New Zealand based food producer

Heinz Wattie's Limited (formerly called Wattie's) is a New Zealand–based food producer of frozen and packaged fruit, vegetables, sauces, baby food, cooking sauces, dressings and pet foods.

==History==
Founded in Hawke's Bay in 1934 by Sir James Wattie and Harold Carr, the company initially operated under the name J. Wattie Canneries Limited, then later J Wattie Foods Limited, and related companies. Its first product was jam, as Wattie was unhappy that an Auckland jam-making business intended to import jam pulp from Australia.

In February 1962, the company's factory and plant in Hastings was largely destroyed in a fire.

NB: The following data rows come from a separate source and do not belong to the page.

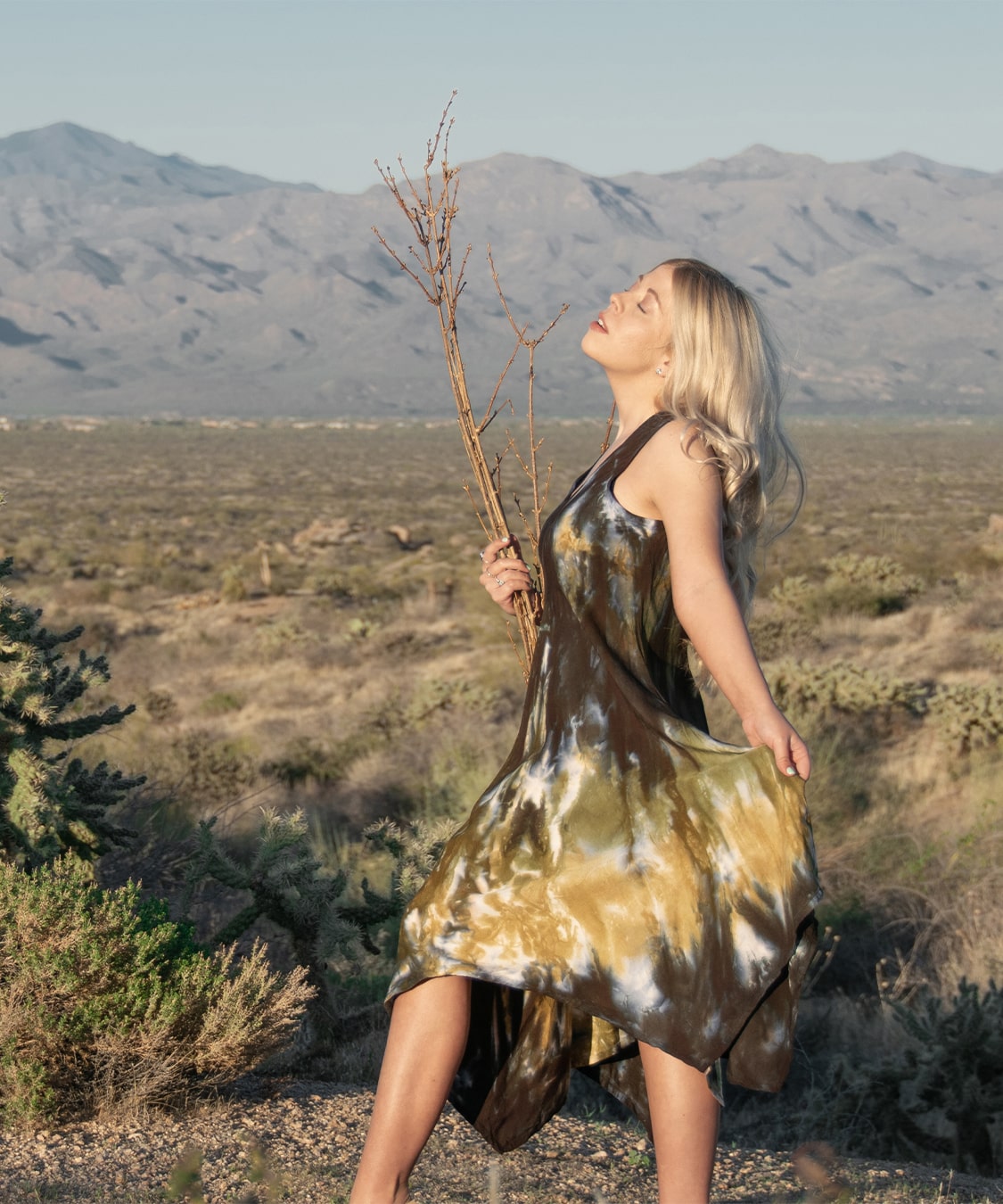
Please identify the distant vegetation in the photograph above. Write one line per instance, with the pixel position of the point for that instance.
(296, 616)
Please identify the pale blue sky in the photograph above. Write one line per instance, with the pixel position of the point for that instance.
(316, 89)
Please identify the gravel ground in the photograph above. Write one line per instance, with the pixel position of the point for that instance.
(300, 1142)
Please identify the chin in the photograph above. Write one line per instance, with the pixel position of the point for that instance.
(589, 344)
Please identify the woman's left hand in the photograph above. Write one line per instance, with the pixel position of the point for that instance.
(772, 729)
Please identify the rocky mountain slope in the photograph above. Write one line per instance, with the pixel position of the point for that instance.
(133, 283)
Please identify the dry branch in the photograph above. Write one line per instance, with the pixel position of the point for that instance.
(430, 207)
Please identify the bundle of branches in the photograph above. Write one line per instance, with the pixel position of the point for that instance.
(430, 207)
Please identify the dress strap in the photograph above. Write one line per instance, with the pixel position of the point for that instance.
(621, 455)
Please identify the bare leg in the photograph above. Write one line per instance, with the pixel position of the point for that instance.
(428, 1035)
(684, 1122)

The fire destroyed the main steam line from the boiler room to the processing plant. The four boilers themselves were not damaged and production was restored in 50 hours. The insurance claim for damage was half a million pounds, the largest insurance loss in New Zealand to that date.

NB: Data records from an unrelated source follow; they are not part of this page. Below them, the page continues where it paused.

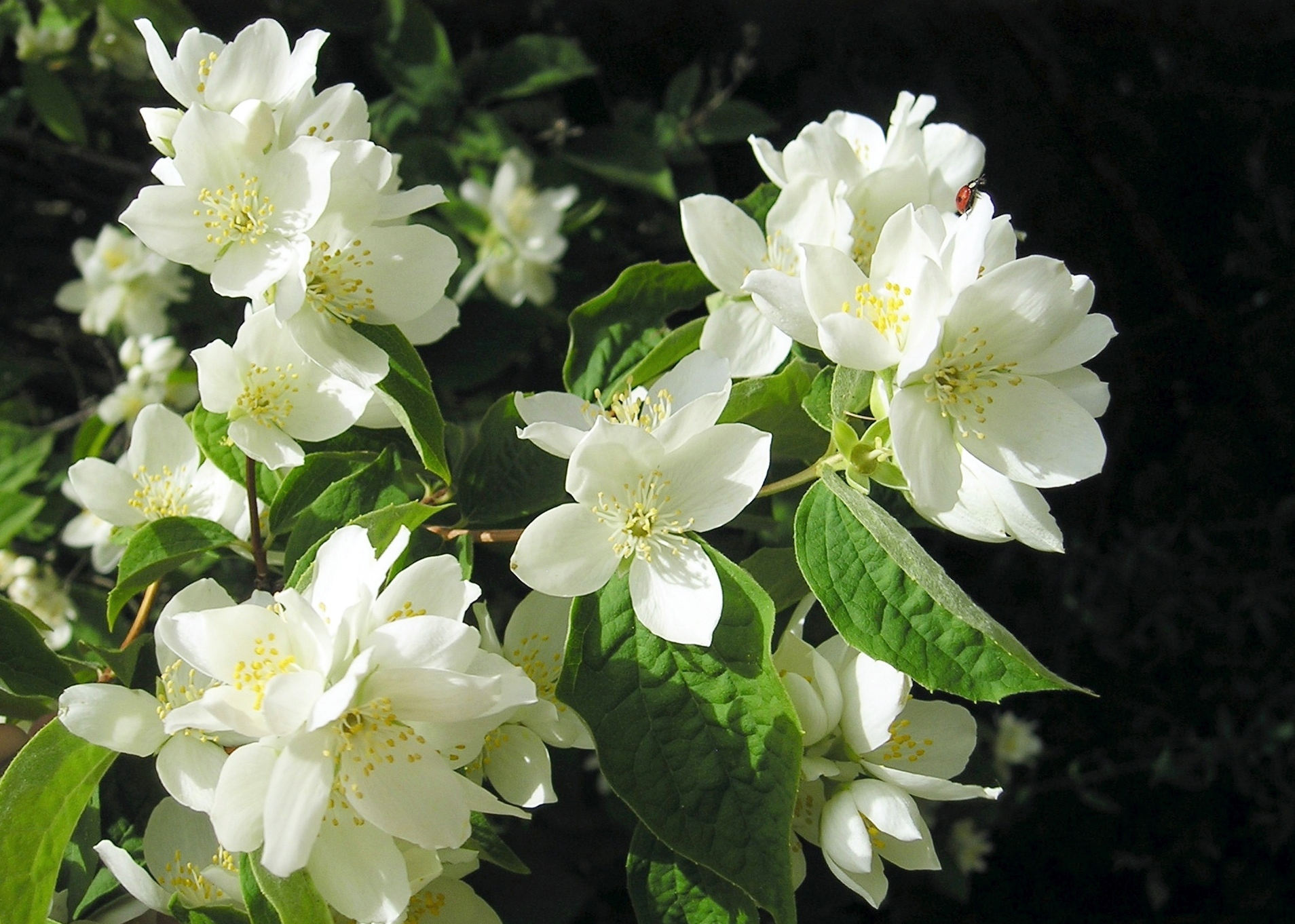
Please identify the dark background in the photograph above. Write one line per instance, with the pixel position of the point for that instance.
(1149, 147)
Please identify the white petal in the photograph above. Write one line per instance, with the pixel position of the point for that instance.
(239, 805)
(925, 449)
(376, 889)
(676, 594)
(113, 717)
(132, 877)
(189, 769)
(520, 768)
(726, 241)
(299, 786)
(566, 552)
(713, 476)
(746, 338)
(1036, 435)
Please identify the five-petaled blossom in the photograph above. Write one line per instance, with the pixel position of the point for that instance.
(640, 503)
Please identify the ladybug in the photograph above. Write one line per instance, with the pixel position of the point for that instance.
(965, 197)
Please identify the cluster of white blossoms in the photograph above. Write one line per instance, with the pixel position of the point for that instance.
(520, 250)
(124, 284)
(342, 729)
(647, 473)
(38, 588)
(278, 193)
(148, 363)
(979, 396)
(871, 748)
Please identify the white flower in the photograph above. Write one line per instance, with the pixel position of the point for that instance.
(274, 392)
(636, 503)
(1004, 382)
(148, 363)
(342, 687)
(235, 206)
(379, 275)
(257, 65)
(520, 252)
(969, 845)
(124, 282)
(867, 821)
(848, 148)
(87, 531)
(1015, 741)
(134, 721)
(727, 245)
(162, 474)
(679, 406)
(183, 858)
(35, 587)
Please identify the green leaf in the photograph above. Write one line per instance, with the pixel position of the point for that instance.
(22, 453)
(55, 104)
(817, 403)
(492, 848)
(211, 433)
(26, 707)
(759, 202)
(774, 404)
(530, 65)
(275, 900)
(368, 490)
(219, 914)
(701, 743)
(305, 483)
(675, 346)
(409, 386)
(681, 92)
(626, 158)
(42, 798)
(28, 668)
(416, 57)
(777, 573)
(607, 332)
(667, 889)
(893, 601)
(850, 391)
(504, 478)
(734, 121)
(157, 549)
(16, 512)
(91, 438)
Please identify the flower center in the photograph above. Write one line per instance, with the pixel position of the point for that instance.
(267, 664)
(641, 524)
(372, 737)
(188, 881)
(903, 746)
(962, 379)
(336, 284)
(235, 215)
(205, 70)
(637, 408)
(884, 311)
(161, 495)
(267, 395)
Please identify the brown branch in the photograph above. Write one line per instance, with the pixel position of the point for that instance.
(258, 546)
(477, 535)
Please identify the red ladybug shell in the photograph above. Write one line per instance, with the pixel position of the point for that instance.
(965, 197)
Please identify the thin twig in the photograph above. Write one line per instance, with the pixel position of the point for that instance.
(258, 546)
(477, 535)
(141, 619)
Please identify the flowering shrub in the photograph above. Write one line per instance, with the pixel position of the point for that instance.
(333, 731)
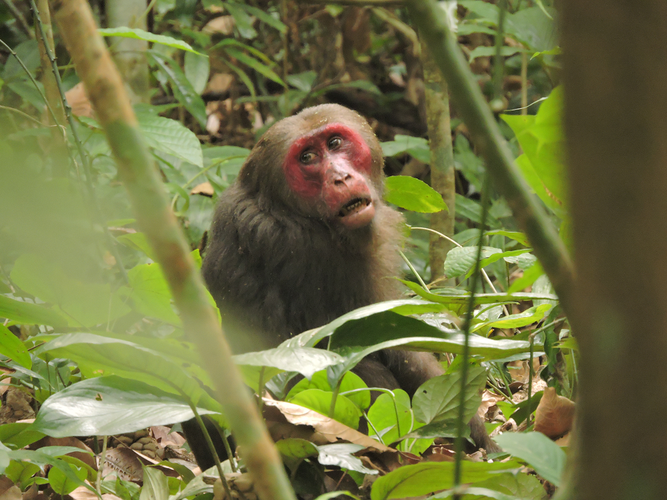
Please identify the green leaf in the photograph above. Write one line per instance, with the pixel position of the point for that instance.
(483, 51)
(351, 381)
(197, 70)
(150, 293)
(346, 412)
(19, 434)
(391, 416)
(156, 486)
(513, 235)
(98, 355)
(341, 455)
(437, 399)
(140, 34)
(534, 28)
(528, 278)
(461, 259)
(472, 210)
(171, 137)
(109, 406)
(13, 348)
(84, 304)
(62, 484)
(287, 357)
(242, 20)
(29, 314)
(296, 448)
(486, 261)
(540, 452)
(413, 194)
(388, 329)
(182, 88)
(527, 317)
(138, 241)
(302, 81)
(541, 138)
(425, 478)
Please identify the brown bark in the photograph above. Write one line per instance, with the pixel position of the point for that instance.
(442, 162)
(616, 123)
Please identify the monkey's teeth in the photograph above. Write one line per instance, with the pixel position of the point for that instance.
(352, 207)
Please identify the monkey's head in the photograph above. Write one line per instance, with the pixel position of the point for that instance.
(324, 162)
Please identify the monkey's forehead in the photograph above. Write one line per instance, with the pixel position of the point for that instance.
(289, 129)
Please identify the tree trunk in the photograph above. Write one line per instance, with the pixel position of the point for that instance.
(442, 162)
(130, 54)
(615, 69)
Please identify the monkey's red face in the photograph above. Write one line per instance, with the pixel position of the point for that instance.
(330, 167)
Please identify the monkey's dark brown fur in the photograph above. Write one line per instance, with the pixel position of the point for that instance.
(303, 236)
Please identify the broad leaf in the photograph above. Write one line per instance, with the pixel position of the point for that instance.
(540, 452)
(413, 194)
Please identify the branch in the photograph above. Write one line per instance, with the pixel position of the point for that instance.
(470, 103)
(140, 177)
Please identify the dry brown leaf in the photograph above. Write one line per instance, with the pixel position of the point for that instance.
(554, 415)
(124, 464)
(219, 83)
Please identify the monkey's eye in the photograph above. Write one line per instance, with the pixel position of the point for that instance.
(307, 157)
(335, 143)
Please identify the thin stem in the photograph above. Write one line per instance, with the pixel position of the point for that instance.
(211, 448)
(32, 79)
(412, 268)
(486, 276)
(458, 443)
(85, 159)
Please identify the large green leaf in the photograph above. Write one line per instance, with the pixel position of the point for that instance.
(413, 194)
(541, 453)
(345, 412)
(29, 314)
(171, 137)
(97, 355)
(108, 406)
(341, 455)
(140, 34)
(424, 478)
(541, 138)
(84, 304)
(460, 260)
(437, 399)
(13, 348)
(388, 329)
(150, 293)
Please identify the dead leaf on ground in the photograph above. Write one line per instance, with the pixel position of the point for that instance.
(554, 415)
(86, 458)
(332, 430)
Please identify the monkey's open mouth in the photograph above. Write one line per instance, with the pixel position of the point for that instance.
(356, 205)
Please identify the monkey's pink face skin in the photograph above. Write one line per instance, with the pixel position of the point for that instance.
(332, 165)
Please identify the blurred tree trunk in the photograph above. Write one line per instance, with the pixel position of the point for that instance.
(442, 162)
(615, 71)
(130, 54)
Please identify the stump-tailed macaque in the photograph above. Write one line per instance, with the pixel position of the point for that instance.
(303, 236)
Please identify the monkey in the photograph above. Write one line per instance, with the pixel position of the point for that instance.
(303, 236)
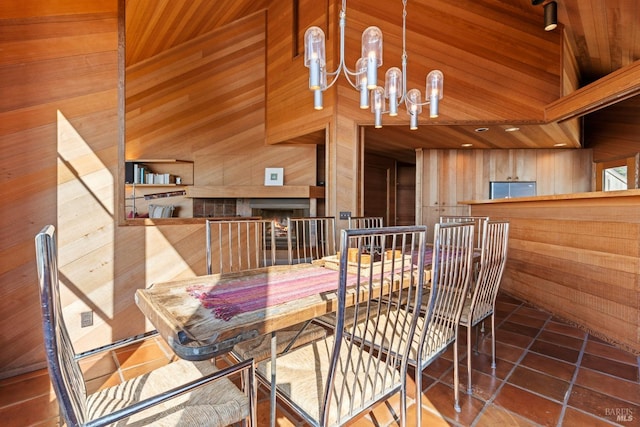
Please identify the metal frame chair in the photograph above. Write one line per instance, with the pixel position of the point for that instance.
(478, 222)
(246, 244)
(181, 392)
(240, 244)
(332, 381)
(482, 302)
(366, 221)
(310, 238)
(451, 271)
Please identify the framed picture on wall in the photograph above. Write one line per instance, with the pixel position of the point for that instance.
(273, 176)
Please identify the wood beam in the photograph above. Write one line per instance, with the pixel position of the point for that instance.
(615, 87)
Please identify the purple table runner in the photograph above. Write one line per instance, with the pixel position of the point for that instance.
(263, 290)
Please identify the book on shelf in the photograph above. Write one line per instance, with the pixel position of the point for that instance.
(142, 174)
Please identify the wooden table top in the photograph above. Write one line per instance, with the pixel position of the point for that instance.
(195, 333)
(257, 297)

In 1980, Wattie Industries and Goodman Fielder purchased shares in each other's companies, which led to a merger in 1987 to create Goodman Fielder Wattie Ltd. In 1992 the Wattie's group was bought from Goodman Fielder by American-based H. J. Heinz Company for $565 million.

On 11 March 2026, the company proposed closing its three manufacturing facilities in Auckland, Christchurch and Dunedin. Wattie also proposed ceasing frozen packing at its Hastings facility and terminating the production and sale of several brands and products including frozen food, Gregg's coffee and dipping sauces produced under the Mediterranean, Just Hummus and Good Taste brands. These cutbacks are expected to affect 350 jobs. The company's managing director Andrew Donagan attributed the proposed cutbacks to various challenges to the manufacturing sector including high global inflation. On 27 March, the company confirmed it would close its Auckland, Christchurch and Dunedin factories, and its frozen packaging lines in Hastings; affecting 300 roles.

==Corporate affairs==
Heinz Wattie employs around 1,900 people, of which approximately 350 are temporary or casual. The company produces its own Wattie's products, some international brands of H. J. Heinz Company, as well as local products under brands like Craig's, Farex, Eta, Oak, Good Taste Company, Greenseas, Earth's Best, Complan, Chef and Champ.

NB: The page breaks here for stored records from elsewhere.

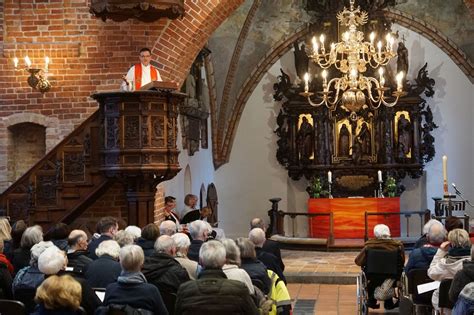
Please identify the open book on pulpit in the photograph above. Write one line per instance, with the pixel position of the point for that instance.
(159, 86)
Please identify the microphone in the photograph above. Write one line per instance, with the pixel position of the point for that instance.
(456, 189)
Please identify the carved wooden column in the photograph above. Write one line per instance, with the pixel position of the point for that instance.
(138, 144)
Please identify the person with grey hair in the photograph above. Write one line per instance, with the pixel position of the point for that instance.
(29, 278)
(254, 267)
(199, 231)
(383, 241)
(257, 236)
(124, 238)
(182, 245)
(134, 230)
(213, 291)
(449, 259)
(420, 258)
(269, 246)
(167, 227)
(163, 271)
(21, 256)
(131, 287)
(77, 254)
(424, 238)
(106, 269)
(53, 261)
(231, 267)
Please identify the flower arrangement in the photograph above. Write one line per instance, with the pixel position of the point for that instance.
(391, 186)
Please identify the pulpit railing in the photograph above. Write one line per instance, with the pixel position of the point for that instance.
(423, 215)
(281, 217)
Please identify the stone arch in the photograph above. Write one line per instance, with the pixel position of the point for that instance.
(182, 39)
(51, 125)
(222, 154)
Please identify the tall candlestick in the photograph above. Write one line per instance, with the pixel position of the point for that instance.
(445, 175)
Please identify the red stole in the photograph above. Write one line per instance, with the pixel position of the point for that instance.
(138, 75)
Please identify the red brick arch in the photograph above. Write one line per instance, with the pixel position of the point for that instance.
(182, 39)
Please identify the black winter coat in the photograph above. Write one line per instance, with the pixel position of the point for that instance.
(214, 294)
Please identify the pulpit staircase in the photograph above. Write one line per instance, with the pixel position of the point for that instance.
(130, 140)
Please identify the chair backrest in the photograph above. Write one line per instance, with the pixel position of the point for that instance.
(444, 300)
(415, 278)
(383, 262)
(11, 307)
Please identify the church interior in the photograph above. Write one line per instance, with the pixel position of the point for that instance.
(283, 110)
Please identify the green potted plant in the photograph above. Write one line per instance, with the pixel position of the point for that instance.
(315, 188)
(391, 186)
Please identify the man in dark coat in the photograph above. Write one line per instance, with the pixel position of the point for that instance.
(199, 233)
(107, 227)
(77, 254)
(268, 246)
(213, 293)
(420, 258)
(257, 237)
(163, 271)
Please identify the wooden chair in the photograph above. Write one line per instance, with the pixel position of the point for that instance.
(11, 307)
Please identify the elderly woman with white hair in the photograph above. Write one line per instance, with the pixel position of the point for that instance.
(53, 261)
(106, 269)
(384, 241)
(131, 287)
(182, 245)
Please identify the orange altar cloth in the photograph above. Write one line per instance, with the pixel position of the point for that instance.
(348, 213)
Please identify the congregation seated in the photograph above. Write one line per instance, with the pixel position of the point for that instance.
(77, 254)
(124, 238)
(167, 227)
(382, 241)
(107, 227)
(135, 231)
(58, 234)
(28, 279)
(232, 268)
(21, 256)
(465, 301)
(269, 246)
(257, 237)
(420, 258)
(105, 269)
(58, 296)
(148, 238)
(5, 235)
(5, 275)
(213, 293)
(462, 277)
(131, 287)
(449, 259)
(53, 261)
(254, 268)
(199, 232)
(162, 270)
(182, 245)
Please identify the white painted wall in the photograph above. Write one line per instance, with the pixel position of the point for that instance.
(253, 175)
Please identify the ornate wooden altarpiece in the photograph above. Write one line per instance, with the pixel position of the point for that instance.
(314, 140)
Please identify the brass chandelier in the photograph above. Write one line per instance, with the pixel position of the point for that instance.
(352, 57)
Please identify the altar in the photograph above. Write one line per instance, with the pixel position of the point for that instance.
(349, 216)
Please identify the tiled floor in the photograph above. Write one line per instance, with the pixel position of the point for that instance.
(322, 299)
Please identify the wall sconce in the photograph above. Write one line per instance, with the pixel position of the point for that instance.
(38, 78)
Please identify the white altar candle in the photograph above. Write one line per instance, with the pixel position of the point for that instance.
(445, 168)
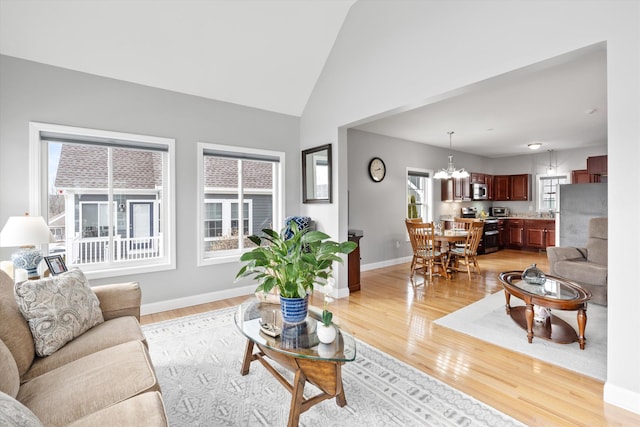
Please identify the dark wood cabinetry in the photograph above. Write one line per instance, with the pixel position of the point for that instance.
(502, 234)
(512, 187)
(520, 187)
(515, 233)
(354, 266)
(582, 176)
(597, 165)
(478, 178)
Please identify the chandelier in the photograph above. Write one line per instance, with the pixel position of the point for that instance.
(451, 171)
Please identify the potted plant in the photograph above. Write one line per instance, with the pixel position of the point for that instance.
(292, 265)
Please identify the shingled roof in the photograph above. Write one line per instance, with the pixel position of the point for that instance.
(223, 173)
(85, 166)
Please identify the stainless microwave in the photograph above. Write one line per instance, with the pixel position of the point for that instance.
(499, 211)
(480, 192)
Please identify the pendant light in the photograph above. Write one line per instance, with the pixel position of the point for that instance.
(451, 171)
(550, 170)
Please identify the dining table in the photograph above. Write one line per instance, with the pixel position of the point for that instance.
(450, 238)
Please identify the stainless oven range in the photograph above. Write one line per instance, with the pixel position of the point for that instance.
(489, 242)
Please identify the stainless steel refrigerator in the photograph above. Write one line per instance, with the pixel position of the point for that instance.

The company has three production centres in New Zealand. Two are in Hastings, where the company was founded, and over 1,200 product lines are produced there. The third production plant, which focuses on producing frozen and dry vegetables, is in Christchurch. In addition, the company also the La Bonne Cuisine Factory in Auckland and the Gregg's coffee factory in Dunedin.

==Products and services==
Wattie's has an extensive product line consisting of thousands of products. Its baby food products are broken down into five main categories: birth–4 months, 4–6 months, 6–7 months, 8–9 months and 12 months or older. Other canned foods include baked beans, spaghetti, soup, preserved fruits such as apricots and pears, sauce bases, animal food, frozen meals and frozen vegetables.

Wattie's tomato sauce is made in New Zealand, and products carry the label "NZ's Favourite". The television commercials throughout the 1990s used the line "You'll always be a Kiwi, if you love our Wattie's Sauce".